Fizemos uma pequena seleção de algumas histórias marcantes deste personagem, e que ajudariam o leitor a conhecer melhor o personagem:
Hellblazer 8 – Esta história em especial marca a vida de Constantine porque é quando ele faz um pacto com Nergal e este injeta o próprio sangue em John. Vale lembrar que Constantine ainda não sabe que este demônio é o mesmo que ele enfrentou em NewCastle. Tal história faz parte de um arco de histórias escritas por Joe Delano, que inclui um “crossover” com histórias publicadas no título “Swamp Thing”.
Hellblazer 11 – Esta história mostra o inexperiente e petulante Constantine em sua juventude enfrentando Nergal pela primeira vez, condenando a si e aos seus amigos a uma vida perseguida por demônios. Publicada no Brasil na Vertigo 5.
Há muitas histórias boas da fase Garth Ennis. Aliás, são todas boas. Mas leia pelo menos estas aqui, o alfa e omega do Garth
Hellblazer 41 a 46 – O arco de histórias “Hábitos Perigosos”, escrito por Garth Ennis, onde Constantine descobre um câncer de pulmão e luta para salvar sua vida e sua alma, em um lance surpreendente que torna o Primeiro dos Caídos seu mais perigoso e impotente inimigo. Publicado no Brasil nos três primeiros números da série “Vertigo”.

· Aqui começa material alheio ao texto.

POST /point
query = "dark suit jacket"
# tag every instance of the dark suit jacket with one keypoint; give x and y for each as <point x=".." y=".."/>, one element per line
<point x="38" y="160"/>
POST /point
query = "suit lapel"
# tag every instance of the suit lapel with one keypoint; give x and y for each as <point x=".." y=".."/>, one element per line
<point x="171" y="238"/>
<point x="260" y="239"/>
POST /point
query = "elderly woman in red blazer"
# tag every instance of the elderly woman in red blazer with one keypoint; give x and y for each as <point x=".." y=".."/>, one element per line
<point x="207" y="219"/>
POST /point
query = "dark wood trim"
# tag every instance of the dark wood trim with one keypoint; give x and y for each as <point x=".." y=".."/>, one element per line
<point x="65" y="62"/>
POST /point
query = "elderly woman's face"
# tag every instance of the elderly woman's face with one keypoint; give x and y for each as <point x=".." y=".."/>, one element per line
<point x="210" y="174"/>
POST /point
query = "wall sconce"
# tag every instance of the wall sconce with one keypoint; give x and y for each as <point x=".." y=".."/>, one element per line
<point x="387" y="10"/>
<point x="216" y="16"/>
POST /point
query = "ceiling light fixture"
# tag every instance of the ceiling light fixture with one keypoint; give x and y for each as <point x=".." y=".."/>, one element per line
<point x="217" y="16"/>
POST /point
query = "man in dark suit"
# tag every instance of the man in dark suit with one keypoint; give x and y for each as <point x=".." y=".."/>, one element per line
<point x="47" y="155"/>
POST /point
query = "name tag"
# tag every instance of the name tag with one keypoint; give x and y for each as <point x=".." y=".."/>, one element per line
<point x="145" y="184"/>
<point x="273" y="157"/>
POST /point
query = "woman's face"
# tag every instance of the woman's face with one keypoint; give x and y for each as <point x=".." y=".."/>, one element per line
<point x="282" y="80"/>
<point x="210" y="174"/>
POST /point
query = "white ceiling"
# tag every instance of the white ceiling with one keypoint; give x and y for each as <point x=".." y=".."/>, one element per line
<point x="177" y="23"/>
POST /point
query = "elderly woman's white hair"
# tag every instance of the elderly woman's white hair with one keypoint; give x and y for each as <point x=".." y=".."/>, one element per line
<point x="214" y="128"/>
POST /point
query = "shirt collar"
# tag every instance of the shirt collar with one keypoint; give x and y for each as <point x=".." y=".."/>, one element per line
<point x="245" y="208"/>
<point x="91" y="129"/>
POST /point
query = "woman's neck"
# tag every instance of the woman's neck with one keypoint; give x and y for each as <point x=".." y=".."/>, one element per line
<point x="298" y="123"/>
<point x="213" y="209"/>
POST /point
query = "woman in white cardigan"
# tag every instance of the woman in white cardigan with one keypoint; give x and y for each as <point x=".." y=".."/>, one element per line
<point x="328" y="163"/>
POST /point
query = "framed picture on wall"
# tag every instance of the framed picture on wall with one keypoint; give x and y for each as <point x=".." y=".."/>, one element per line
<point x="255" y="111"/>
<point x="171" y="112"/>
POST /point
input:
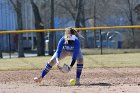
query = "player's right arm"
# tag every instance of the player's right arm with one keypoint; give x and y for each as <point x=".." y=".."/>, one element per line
<point x="59" y="49"/>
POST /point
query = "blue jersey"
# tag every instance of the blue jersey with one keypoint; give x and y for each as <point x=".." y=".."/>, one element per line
<point x="74" y="48"/>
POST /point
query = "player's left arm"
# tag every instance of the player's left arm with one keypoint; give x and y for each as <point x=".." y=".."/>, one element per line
<point x="75" y="53"/>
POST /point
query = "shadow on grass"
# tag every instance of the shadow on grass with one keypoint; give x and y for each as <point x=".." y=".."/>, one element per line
<point x="97" y="84"/>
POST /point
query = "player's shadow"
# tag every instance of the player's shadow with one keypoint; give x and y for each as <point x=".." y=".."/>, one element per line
<point x="99" y="84"/>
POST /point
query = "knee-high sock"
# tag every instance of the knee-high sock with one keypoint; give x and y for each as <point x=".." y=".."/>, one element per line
<point x="79" y="71"/>
<point x="46" y="70"/>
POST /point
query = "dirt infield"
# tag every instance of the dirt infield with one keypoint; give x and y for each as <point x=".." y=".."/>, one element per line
<point x="98" y="80"/>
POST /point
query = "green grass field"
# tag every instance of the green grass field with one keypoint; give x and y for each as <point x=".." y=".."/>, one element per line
<point x="90" y="61"/>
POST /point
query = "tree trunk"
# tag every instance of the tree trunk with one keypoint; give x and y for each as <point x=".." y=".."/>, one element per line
<point x="40" y="35"/>
<point x="94" y="24"/>
<point x="84" y="33"/>
<point x="20" y="36"/>
<point x="51" y="34"/>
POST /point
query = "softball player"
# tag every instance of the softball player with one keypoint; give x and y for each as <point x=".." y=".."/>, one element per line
<point x="68" y="45"/>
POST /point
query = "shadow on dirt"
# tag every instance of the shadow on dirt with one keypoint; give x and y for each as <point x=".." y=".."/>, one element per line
<point x="99" y="84"/>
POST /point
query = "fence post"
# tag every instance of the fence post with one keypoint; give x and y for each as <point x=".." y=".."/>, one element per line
<point x="101" y="41"/>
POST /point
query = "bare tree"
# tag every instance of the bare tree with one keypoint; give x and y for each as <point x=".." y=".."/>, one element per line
<point x="130" y="15"/>
<point x="51" y="34"/>
<point x="39" y="25"/>
<point x="137" y="10"/>
<point x="76" y="10"/>
<point x="18" y="8"/>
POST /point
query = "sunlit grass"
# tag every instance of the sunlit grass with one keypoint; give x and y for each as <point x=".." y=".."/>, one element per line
<point x="90" y="61"/>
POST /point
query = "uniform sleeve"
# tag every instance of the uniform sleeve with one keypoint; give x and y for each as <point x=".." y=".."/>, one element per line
<point x="59" y="47"/>
<point x="76" y="50"/>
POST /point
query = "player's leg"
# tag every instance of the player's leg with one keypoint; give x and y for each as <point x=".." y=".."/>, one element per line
<point x="49" y="65"/>
<point x="79" y="68"/>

Hellblazer 78 a 83 – “Um Patife nos Portões do Inferno” mostra como o primeiro dos caídos consegue se livrar da armadilha imposta pelo mortal Constantine. Ao longo da história, amigos de Constantine são mortos e, ao final, uma reviravolta surpreendente torna o mago mais uma vez triunfante, não sem um gosto amargo na boca. Publicado aqui pela Tudo em Quadrinhos no título Hellblazer 10, 11 e 12. Marca o final da fase Garth Ennis.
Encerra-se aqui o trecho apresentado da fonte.